Development and Validation of an Interpretable Machine Learning Model for Predicting Adverse Clinical Outcomes in Placenta Accreta Spectrum: A Multicenter Study.
Authors
Affiliations (5)
Affiliations (5)
- Department of Radiology, The Third Affiliated Hospital of Shenzhen University (Luohu Hospital Group), Shenzhen 518000, China (H.L., Y.Y., L.W., X.C., K.W., H.L.).
- Department of Radiology, The Second Affiliated Hospital of Soochow University, Suzhou 215004, China (Y.Z.).
- Department of Urology, Southern University of Science and Technology Hospital, Shenzhen 518000, China (H.M.).
- Shantou University Medical College, Shantou University, Shantou 515000, China (W.L., H.Z., J.H.).

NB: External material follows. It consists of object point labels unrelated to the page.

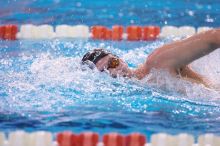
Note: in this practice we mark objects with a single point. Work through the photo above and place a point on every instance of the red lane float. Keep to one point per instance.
(134, 33)
(10, 32)
(67, 139)
(88, 139)
(113, 139)
(117, 32)
(108, 35)
(150, 32)
(135, 139)
(2, 32)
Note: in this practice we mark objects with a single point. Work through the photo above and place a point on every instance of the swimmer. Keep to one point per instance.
(174, 57)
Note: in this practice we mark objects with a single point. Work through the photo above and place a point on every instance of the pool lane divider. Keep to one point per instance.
(68, 138)
(97, 32)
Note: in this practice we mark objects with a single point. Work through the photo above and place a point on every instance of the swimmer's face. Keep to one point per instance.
(114, 65)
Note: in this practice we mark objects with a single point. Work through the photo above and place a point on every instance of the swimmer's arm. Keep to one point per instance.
(180, 53)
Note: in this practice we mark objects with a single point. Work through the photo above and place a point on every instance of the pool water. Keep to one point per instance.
(43, 86)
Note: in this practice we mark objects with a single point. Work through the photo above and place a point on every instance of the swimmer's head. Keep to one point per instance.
(106, 61)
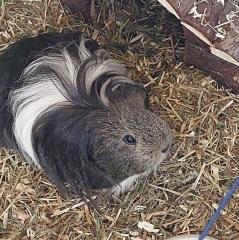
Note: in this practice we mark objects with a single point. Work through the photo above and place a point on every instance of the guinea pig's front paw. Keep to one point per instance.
(124, 186)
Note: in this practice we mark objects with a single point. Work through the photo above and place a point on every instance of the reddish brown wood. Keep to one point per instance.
(210, 29)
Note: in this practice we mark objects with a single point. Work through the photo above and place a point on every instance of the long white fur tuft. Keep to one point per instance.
(43, 90)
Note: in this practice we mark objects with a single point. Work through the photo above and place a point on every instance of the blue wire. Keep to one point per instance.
(217, 212)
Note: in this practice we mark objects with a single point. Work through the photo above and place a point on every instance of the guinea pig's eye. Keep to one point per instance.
(130, 140)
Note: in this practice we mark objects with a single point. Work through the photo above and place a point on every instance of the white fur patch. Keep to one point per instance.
(42, 90)
(28, 103)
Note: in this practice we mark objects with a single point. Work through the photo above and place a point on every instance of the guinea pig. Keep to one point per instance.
(70, 108)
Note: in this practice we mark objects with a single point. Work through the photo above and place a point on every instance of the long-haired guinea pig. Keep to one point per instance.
(71, 109)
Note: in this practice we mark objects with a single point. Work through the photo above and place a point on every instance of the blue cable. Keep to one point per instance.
(221, 206)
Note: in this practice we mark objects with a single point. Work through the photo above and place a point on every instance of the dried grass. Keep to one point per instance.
(181, 196)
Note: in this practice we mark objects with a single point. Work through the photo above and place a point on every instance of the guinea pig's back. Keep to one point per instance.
(15, 59)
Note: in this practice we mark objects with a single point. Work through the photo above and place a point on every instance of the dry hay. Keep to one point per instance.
(181, 196)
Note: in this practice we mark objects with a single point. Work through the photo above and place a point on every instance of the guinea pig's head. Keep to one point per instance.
(130, 138)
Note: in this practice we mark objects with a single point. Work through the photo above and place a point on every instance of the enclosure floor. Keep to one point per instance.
(181, 196)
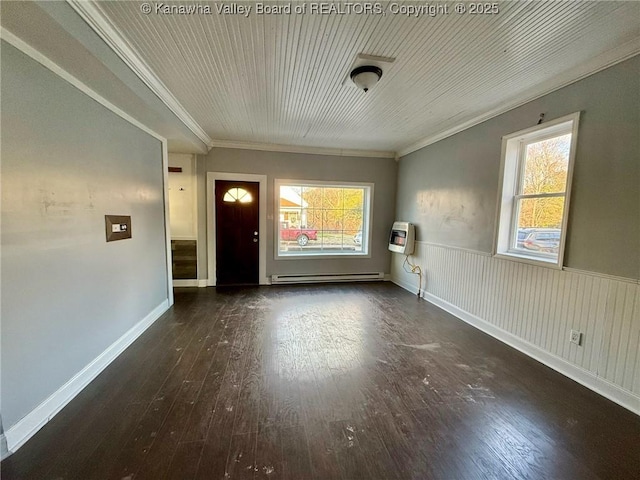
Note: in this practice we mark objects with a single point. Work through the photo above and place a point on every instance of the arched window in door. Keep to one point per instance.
(237, 195)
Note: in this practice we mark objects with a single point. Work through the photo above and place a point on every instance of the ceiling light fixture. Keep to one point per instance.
(366, 76)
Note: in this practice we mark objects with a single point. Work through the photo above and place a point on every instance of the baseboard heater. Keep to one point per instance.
(325, 277)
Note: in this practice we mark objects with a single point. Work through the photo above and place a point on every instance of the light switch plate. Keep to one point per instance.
(118, 227)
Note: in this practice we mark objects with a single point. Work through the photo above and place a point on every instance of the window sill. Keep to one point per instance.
(529, 259)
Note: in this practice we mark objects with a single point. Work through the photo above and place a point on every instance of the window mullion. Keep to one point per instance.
(539, 195)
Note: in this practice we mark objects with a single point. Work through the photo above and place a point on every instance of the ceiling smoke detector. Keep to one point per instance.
(366, 76)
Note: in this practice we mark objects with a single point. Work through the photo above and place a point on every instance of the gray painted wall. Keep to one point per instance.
(67, 295)
(449, 189)
(380, 171)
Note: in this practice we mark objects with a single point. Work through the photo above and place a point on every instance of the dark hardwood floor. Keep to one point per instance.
(359, 381)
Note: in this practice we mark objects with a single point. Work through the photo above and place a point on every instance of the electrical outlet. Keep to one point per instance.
(575, 337)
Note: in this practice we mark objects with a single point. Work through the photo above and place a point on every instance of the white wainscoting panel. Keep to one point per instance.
(540, 306)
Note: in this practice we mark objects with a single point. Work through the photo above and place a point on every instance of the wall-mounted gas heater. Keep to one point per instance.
(402, 238)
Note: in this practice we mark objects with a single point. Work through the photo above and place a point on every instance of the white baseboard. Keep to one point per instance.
(584, 377)
(22, 431)
(4, 450)
(190, 283)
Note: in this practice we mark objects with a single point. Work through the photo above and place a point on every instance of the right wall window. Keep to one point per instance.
(536, 170)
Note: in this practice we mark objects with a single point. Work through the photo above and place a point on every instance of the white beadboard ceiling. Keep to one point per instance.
(278, 79)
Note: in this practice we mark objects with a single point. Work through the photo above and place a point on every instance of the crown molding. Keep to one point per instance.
(272, 147)
(595, 65)
(46, 62)
(91, 13)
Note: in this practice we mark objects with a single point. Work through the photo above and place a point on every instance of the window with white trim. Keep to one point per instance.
(322, 219)
(536, 169)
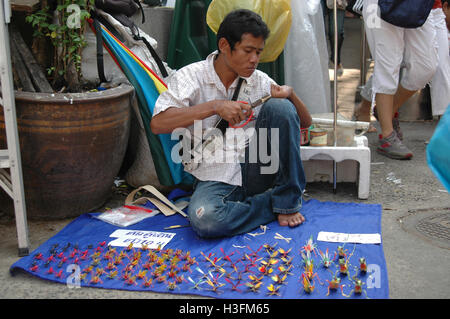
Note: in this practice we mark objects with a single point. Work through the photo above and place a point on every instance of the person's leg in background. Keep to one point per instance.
(340, 25)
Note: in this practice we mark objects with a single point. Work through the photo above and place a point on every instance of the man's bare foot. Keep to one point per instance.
(291, 220)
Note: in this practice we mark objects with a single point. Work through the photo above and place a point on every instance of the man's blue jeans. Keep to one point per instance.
(218, 209)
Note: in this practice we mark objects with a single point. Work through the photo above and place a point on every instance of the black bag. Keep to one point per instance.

- Department of Radiology, The Third Affiliated Hospital of Shenzhen University (Luohu Hospital Group), Shenzhen 518000, China (H.L., Y.Y., L.W., X.C., K.W., H.L.). Electronic address: [email protected].
Abstract
Placenta accreta spectrum (PAS) is a serious perinatal complication. Accurate preoperative identification of patients at high risk for adverse clinical outcomes is essential for developing personalized treatment strategies. This study aimed to develop and validate a high-performance, interpretable machine learning model that integrates MRI morphological indicators and clinical features to predict adverse outcomes in PAS, and to build an online prediction tool to enhance its clinical applicability. This retrospective study included 125 clinically confirmed PAS patients from two centers, categorized into high-risk (intraoperative blood loss over 1500 mL or requiring hysterectomy) and low-risk groups. Data from Center 1 were used for model development, and data from Center 2 served as the external validation set. Five MRI morphological indicators and six clinical features were extracted as model inputs. Three machine learning classifiers-AdaBoost, TabPFN, and CatBoost-were trained and evaluated on both internal testing and external validation cohorts. SHAP analysis was used to interpret model decision-making, and the optimal model was deployed via a Streamlit-based web platform. The CatBoost model achieved the best performance, with AUROCs of 0.90 (95% CI: 0.73-0.99) and 0.84 (95% CI: 0.70-0.97) in the internal testing and external validation sets, respectively. Calibration curves indicated strong agreement between predicted and actual risks. SHAP analysis revealed that "Cervical canal length" and "Gestational age" contributed negatively to high-risk predictions, while "Prior C-sections number", "Placental abnormal vasculature area", and Parturition were positively associated. The final online tool allows real-time risk prediction and visualization of individualized force plots and is freely accessible to clinicians and patients. This study successfully developed an interpretable and practical machine learning model for predicting adverse clinical outcomes in PAS. The accompanying online tool may support clinical decision-making and improve individualized management for PAS patients.